This prospective single center study was approved by the Ethics Committee of Kuopio University Hospital, and the patients provided written informed consent. This study consisted of 102 LSS patients diagnosed by a treating surgeon who reviewed clinical and imaging findings (MRI). Out of the 102 patients, only 14 with distinct only lateral stenosis were included. None of the patients had central canal stenosis. Accordingly, 140 roots of the 14 patients (mean age 58, range 48 - 76 years, male 43%) were assessed. Initial radiological evaluation was made by a neuroradiologist with 15 years of experience (TS). Selection for surgery was made by an orthopedic surgeon or neurosurgeon in Kuopio University Hospital, Kuopio, Finland. Potential subjects who were not offered surgery were not included.

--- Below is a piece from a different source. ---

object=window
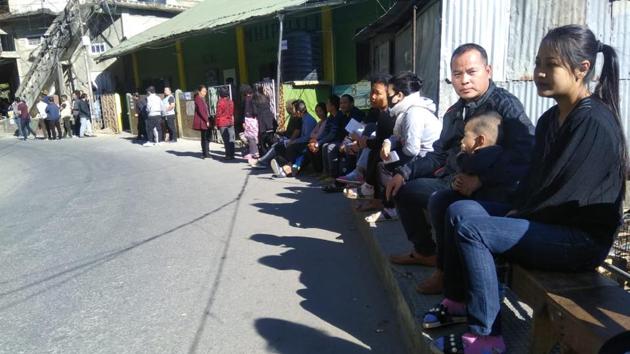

The exclusion criteria were: emergency or urgent spinal surgery precluding recruitment and protocol investigations; cognitive impairment prohibiting completion of the questionnaires or other failures in co-operation, and the presence of metallic objects in the body that prevented magnetic resonance imaging. A coexisting disc herniation was not an exclusion criterion, but the primary diagnosis of the study patients had to be LLSCS.
The inclusion criteria were: 1) the presence of severe back, buttock, and/or lower extremity pain and/or neurogenic claudication with radiographic evidence (magnetic resonance imaging) exiting nerve roots by degenerative changes (ligamentum flavum, facet joints, osteophytes, and/or disc material), and 2) the surgeon’s judgment in clinical and radiological evaluation that the patient had degenerative LSSCS with symptoms that could be relieved by operative treatment. In addition, all patients had a history of ineffective response to conservative treatment over three months. Patients with only back pain were not included.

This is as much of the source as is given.